Obesity causes an increase in fat mass but a paradoxical decrease in circulating adiponectin which can lead to insulin resistance, blood vessel dysfunction and hypertension [24].

Parameters of Inflammation

Despite the very slight differences observed between groups in plasma CRP, none stand out. In the case of PAI-1, we observed no differences in the plasma levels, but we observed higher gene expression in “healthy” patients, less in the DM−DL+ group and even less in the DM+DL+ group. Aguilar-Salinas et al. [14] also did not observe significant changes for the plasma CRP or for PAI-1 between “healthy” and unhealthy individuals, whereas others observed changes in the CRP but not in PAI-1 [16] and still others observed significant differences for both parameters [15, 17].

For the other parameters that trigger inflammation, such as IL-6 and TNF-α, we observed no significant differences between the “healthy” group and those with comorbidities; however, a slight tendency for IL-6 to be higher in the “healthy” individuals was observed. There is also controversy regarding IL-6, for which Karelis et al. [15] showed no differences between “healthy” and unhealthy individuals, whereas other authors did observe differences [17]. The same is true for TNF-α for which some authors observed differences [17] while others did not [14]. Another group observed no differences in the levels of TNF-α in patient with and without insulin resistance when corrected for BMI [32]. Our data contrast with those reported by other authors who observed a decrease in the values of CRP, IL-6 and TNF-α in obese healthy patients compared to unhealthy individuals [18]. Other authors observed no differences in either plasma CRP or in the expression of TNF-α or IL-6 in the morbidly obese with high insulin resistance [22].

Thus, according to our hypothesis, morbidly obese patients also have numerous healthy altered plasma parameters, although less so than in the other two groups. Gene expression in the SAT follows the same trend as the corresponding plasma protein. All obese patients, whether healthy or not, have altered leptin (increased), adiponectin, the INSR and GLUT4 (decreased). From the data obtained in our study, healthy obese patients have more altered gene expression than control patients of normal weight and the impairment increases with increasing comorbidity, up to the maximum observed in diabetic patients. Our results are consistent with the idea that the SAT is the major source of leptin [33] and adiponectin [34], while VAT releases more proinflammatory cytokines (TNF-α, CRP, IL6 or PAI-1) [35], which, in our case, was only true for PAI-1 in healthy patients or with dyslipidemia, but not for diabetics or for the other cytokines mentioned. Moreover, although the promotion of insulin sensitisation in adipose tissue while causing decreased expression of TNF-α has been described for adiponectin [36], we did not observe that relationship in either in the SAT or the VAT.

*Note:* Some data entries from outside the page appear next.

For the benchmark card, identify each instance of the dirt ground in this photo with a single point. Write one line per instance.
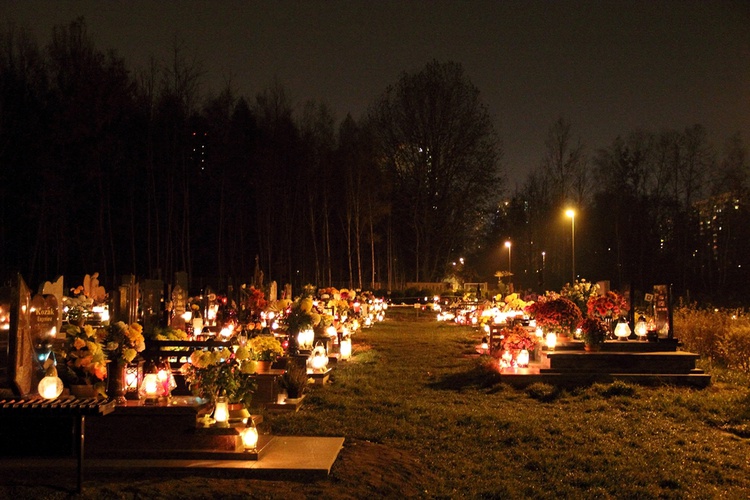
(362, 470)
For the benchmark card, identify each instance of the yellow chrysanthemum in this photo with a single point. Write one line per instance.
(242, 353)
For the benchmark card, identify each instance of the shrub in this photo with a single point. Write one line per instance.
(721, 337)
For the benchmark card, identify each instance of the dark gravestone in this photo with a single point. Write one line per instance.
(179, 306)
(152, 303)
(43, 319)
(16, 347)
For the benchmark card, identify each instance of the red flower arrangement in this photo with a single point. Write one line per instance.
(608, 306)
(556, 313)
(517, 338)
(254, 302)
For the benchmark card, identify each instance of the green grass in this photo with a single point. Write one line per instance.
(412, 386)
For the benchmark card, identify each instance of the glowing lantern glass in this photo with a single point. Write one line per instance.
(346, 348)
(641, 329)
(133, 377)
(319, 359)
(250, 436)
(166, 380)
(551, 341)
(305, 338)
(507, 357)
(622, 330)
(523, 358)
(50, 387)
(221, 412)
(150, 388)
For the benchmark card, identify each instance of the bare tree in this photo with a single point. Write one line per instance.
(438, 144)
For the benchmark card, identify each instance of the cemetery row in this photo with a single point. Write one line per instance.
(146, 342)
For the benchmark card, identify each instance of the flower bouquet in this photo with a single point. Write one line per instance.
(593, 331)
(557, 314)
(123, 342)
(579, 293)
(609, 306)
(83, 361)
(265, 348)
(517, 338)
(210, 374)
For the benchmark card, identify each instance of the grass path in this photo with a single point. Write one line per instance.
(412, 387)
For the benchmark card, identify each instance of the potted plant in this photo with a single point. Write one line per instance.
(555, 313)
(593, 332)
(607, 308)
(294, 381)
(122, 343)
(83, 366)
(265, 349)
(210, 374)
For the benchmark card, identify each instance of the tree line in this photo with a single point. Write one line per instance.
(103, 168)
(652, 207)
(121, 172)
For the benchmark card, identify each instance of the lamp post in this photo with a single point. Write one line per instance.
(572, 214)
(510, 268)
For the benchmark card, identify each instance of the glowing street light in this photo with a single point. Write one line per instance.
(572, 214)
(507, 245)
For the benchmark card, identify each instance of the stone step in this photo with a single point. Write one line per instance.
(621, 362)
(520, 380)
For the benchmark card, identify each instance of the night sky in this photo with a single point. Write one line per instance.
(607, 67)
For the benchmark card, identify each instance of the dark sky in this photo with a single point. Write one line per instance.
(608, 67)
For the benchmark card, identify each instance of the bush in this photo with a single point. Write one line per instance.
(734, 347)
(721, 337)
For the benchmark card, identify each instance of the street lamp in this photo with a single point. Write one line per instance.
(507, 245)
(572, 214)
(510, 268)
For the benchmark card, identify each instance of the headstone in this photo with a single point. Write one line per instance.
(16, 348)
(43, 318)
(179, 306)
(93, 290)
(211, 307)
(55, 289)
(127, 306)
(152, 300)
(181, 279)
(662, 311)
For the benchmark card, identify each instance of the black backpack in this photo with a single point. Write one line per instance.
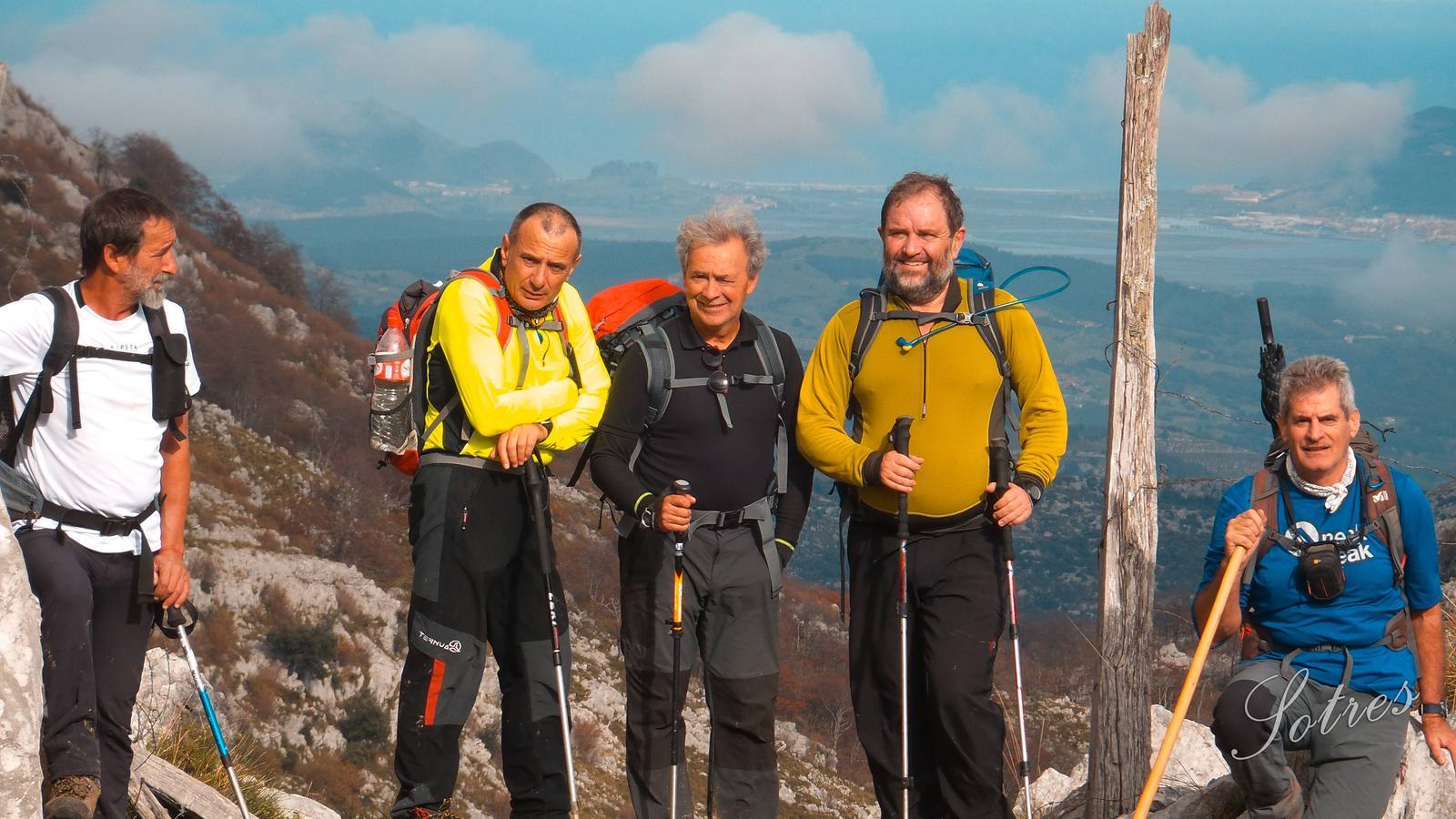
(167, 361)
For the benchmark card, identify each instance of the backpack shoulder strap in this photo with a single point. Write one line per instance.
(1382, 509)
(871, 315)
(662, 370)
(982, 298)
(502, 309)
(1264, 497)
(65, 331)
(768, 347)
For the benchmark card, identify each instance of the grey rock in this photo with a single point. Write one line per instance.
(19, 683)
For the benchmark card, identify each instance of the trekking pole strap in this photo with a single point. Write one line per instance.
(900, 439)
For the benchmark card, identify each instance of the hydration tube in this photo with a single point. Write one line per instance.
(977, 283)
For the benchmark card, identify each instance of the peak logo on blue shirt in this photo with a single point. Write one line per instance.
(1305, 532)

Thus, it is unclear which parameter can better differentiate “healthy” and unhealthy obese patients. At least for the morbidly obese, the difficulty lies in strictly defining what constitutes a “healthy obese” patient, as indicated by other authors [18]. From our point of view, the state of being obese is not “healthy”, especially in the case of morbid obesity. As discussed by Pataky et al. [37], although remaining within a normal range, metabolically normal obese subjects show an elevated lipid profile and insulin resistance compared with controls of normal body weight, and for the majority of the obese subjects, metabolic normality is ephemeral.

In conclusion, the morbidly obese “healthy” individual is not really metabolically healthy but morbidly obese individuals with diabetes and dyslipidemia are more metabolically imbalanced. However, a year after bariatric surgery, independent of comorbidities, recovery of many of the biochemical parameters that were previously altered was observed both in plasma and adipose tissue.